From AbEx to Space X, six decades of Held’s heroic abstractions reconsidered
by Lilly Wei
Al Held is having a moment—again. Best known for his punchy, hard-edged geometric abstractions, often prodigiously scaled, Held was always a contender in the New York art world (and beyond) although his work never quite received the critical acclaim it deserved, at odds with the prevailing commandments (Thou shalt worship flatness at the top of the list) haloing advanced art as laid down by critic Clement Greenberg. But with the renewed interest in abstraction—of the third kind, Held’s kind, one that deployed geometric forms in novel ways that included implications of the representational (or not)—he and his prescient, against-the-grain, eye-jolting paintings are finally aligned with the Zeitgeist, a swipe-right match for our post-millennial age. That substantial uptick in visibility includes “Al Held: About Space,” a welcome survey exhibition of the artist’s works at London’s White Cube Bermondsey this summer, reviewing more than five decades of his career, highlighted by key works from several of his groundbreaking series. Daniel Belasco, the executive director of the Al Held Foundation, said, “The culture is finally catching up with Held,” citing that resurgence as well as the current popularity of speculative art, speculative fiction. “Held,” he continued, “was extraordinarily optimistic and always saw so many possibilities in the future and believed that we humans have always had the ability to create a better world for ourselves.”
Held was born in Brooklyn in 1928, followed by a stint in the Bronx as a teenager—an outer borough kid who grew up under hard circumstances during hard times, without much cushioning. He was independent—the word “maverick” pops up often when referring to him—a jack of many trades through necessity as well as the propulsive curiosity of native intelligence, his intuition shaped by his empiricism. A born contrarian, he loved a good argument and could be stubborn, tenacious. He could also be empathetic, encouraging, and generous, if demanding, as he was with the many students he taught at Yale from 1963–1980, influencing several generations of artists. Expelled from high school for chronic truancy before graduating, not a promising start, Held later found it humorous that, without a degree, he was teaching at one of America’s elite educational institutions.
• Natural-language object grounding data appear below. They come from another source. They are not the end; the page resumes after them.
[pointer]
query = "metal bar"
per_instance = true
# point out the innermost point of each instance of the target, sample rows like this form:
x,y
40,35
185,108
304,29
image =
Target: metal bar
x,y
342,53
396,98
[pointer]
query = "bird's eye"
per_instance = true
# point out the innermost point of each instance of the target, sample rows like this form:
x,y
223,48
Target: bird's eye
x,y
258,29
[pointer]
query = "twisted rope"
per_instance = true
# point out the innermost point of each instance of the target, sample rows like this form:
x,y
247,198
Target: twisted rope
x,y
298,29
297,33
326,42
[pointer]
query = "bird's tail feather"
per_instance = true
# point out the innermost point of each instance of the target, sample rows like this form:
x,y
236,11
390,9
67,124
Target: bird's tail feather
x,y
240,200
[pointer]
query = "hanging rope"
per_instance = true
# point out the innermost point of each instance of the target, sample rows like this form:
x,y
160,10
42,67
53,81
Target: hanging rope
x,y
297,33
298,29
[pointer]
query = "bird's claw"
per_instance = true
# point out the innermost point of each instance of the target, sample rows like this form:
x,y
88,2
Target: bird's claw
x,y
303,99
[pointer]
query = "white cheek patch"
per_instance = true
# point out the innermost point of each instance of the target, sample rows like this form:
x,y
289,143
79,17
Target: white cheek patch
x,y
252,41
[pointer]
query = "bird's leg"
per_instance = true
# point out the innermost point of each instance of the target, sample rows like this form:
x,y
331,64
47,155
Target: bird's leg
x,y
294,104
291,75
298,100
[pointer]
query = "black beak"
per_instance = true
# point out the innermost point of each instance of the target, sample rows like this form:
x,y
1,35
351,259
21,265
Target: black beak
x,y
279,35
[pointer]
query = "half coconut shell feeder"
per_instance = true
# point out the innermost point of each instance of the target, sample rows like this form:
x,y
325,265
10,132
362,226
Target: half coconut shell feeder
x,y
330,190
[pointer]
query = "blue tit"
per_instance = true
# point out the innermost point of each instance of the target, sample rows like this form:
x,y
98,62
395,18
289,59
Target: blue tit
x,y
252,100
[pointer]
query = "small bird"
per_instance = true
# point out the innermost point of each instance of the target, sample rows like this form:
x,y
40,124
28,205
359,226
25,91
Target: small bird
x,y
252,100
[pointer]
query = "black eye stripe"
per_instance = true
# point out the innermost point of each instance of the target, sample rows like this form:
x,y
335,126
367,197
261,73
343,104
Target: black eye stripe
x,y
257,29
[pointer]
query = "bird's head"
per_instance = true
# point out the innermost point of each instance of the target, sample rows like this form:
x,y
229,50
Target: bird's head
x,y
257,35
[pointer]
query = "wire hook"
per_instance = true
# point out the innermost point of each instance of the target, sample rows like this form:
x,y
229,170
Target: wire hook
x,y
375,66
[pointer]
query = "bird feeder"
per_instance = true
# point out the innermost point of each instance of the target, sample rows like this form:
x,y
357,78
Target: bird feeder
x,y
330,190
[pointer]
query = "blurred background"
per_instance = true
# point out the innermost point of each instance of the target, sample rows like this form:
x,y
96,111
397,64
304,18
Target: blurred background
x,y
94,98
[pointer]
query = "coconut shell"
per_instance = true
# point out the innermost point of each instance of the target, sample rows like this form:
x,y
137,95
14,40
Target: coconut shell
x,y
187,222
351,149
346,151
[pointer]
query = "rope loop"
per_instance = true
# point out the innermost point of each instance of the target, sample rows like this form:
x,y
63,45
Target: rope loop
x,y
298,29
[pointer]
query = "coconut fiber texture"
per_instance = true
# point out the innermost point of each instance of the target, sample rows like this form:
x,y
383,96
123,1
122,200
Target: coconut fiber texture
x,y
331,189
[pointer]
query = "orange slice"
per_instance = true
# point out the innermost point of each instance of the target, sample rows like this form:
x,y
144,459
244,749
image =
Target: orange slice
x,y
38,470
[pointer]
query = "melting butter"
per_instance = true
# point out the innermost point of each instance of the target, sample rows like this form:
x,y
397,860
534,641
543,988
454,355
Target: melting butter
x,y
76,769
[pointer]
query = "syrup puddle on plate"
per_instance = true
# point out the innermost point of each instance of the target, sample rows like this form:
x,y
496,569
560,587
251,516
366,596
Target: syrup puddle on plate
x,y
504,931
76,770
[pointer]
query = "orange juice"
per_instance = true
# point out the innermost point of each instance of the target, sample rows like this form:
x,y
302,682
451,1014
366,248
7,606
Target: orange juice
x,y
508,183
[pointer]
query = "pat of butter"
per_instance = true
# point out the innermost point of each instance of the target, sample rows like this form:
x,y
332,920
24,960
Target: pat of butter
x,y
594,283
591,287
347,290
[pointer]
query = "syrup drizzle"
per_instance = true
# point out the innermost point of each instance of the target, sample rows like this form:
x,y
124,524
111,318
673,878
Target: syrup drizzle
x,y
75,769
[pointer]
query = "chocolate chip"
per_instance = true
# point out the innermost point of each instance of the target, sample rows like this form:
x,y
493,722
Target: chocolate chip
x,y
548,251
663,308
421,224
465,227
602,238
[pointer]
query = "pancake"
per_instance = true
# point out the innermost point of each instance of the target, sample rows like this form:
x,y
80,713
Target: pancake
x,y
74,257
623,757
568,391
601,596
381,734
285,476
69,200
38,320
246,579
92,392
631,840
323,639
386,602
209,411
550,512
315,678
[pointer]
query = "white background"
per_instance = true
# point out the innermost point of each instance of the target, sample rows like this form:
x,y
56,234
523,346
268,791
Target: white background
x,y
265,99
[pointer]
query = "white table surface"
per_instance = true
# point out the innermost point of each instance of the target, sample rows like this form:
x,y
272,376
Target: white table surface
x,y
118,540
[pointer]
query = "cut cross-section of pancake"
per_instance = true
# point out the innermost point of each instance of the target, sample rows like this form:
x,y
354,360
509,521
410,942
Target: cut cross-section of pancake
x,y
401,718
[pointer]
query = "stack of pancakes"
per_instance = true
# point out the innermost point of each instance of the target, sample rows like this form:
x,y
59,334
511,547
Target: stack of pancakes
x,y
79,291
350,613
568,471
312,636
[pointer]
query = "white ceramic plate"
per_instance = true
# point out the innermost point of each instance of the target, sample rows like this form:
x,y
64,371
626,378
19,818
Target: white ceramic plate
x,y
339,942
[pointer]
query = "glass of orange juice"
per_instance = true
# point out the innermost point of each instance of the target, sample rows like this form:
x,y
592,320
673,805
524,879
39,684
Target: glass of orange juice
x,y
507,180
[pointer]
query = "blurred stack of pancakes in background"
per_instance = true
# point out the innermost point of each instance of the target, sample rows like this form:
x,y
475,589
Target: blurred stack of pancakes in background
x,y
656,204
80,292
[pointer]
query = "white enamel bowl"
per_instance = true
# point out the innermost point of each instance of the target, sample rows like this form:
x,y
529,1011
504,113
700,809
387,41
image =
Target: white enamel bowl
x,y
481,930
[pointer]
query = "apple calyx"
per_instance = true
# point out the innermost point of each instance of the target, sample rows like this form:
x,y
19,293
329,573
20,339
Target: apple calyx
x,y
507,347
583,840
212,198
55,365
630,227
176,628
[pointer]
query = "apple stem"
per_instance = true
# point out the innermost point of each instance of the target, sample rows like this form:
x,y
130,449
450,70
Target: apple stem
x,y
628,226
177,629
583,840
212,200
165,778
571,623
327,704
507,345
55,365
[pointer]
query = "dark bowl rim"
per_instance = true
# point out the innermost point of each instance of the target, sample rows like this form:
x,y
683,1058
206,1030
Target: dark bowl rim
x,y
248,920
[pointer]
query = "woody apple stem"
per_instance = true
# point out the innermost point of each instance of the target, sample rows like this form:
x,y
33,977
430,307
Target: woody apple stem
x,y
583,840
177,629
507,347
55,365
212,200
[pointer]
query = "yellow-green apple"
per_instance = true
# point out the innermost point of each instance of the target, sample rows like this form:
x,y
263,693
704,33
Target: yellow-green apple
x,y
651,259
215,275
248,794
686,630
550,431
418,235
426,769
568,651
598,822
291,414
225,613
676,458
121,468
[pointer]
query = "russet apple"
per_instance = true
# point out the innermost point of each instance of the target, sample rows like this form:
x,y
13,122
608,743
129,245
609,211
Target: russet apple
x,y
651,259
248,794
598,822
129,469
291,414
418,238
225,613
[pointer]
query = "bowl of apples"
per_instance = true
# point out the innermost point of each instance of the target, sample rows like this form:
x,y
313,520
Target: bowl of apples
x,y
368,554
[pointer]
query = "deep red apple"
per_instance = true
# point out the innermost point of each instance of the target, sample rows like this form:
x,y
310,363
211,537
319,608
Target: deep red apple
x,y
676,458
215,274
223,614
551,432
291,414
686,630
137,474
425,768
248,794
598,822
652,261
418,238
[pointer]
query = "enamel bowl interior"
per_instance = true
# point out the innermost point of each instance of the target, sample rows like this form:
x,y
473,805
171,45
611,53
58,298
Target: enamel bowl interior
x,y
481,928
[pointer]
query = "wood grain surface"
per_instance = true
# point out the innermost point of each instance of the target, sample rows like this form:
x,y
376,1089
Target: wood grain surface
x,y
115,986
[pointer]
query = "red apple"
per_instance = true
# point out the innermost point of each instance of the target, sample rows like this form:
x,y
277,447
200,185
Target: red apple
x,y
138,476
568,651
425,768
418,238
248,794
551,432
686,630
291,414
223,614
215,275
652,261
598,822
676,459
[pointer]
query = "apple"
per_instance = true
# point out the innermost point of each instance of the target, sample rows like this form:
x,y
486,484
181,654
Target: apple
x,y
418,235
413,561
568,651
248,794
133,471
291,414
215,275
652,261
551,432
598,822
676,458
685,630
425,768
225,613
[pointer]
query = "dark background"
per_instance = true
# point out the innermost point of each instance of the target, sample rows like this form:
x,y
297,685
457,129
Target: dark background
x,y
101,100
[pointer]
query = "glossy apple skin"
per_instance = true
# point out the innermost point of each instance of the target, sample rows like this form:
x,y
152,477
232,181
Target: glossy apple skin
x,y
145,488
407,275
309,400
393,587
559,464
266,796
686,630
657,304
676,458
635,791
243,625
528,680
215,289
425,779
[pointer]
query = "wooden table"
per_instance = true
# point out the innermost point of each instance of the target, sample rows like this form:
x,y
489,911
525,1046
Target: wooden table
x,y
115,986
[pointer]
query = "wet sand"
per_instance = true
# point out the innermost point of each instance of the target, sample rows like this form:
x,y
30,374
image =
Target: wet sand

At 17, he enlisted in the Navy, soon after World War II ended. Two years later, returning to New York, he enrolled at the Art Students League, aided by money from the G.I. Bill, a leftist in politics and art, becoming a social realist painter, and an ardent admirer of the Mexican muralists, particularly David Alfaro Siqueiros. While at the Art Students League, an instructor suggested he might do better pursuing another vocation but Held, obviously, did not quit. He then attended the Académie de la Grande Chaumière in Paris, where he spent two years in the company of a cohort of American artists who had flocked there, among them Sam Francis, George Sugarman, and Ed Clark, as well as Jean-Paul Riopelle, Georges Duthuit, and others. His first solo exhibition was at Galerie Huit, an artist cooperative, in which he showed thickly painted abstractions indebted to Jackson Pollock but were more focused on structure than gesture, even then. Held said, in a 1987 conversation with American art critic Irving Sandler, that he wanted to take Cézanne’s ideas and use them to save “Abstract Expressionism by trying to give it some kind of structure” by taking its gestural movements and building structural elements into them. Impact and structure were, from the beginning, the keystones of his practice, from the early pigmented abstractions to his visionary last works, informed by Cézanne’s famous maxim, to treat nature by means of the cylinder, the sphere and the cone through every stage of his practice.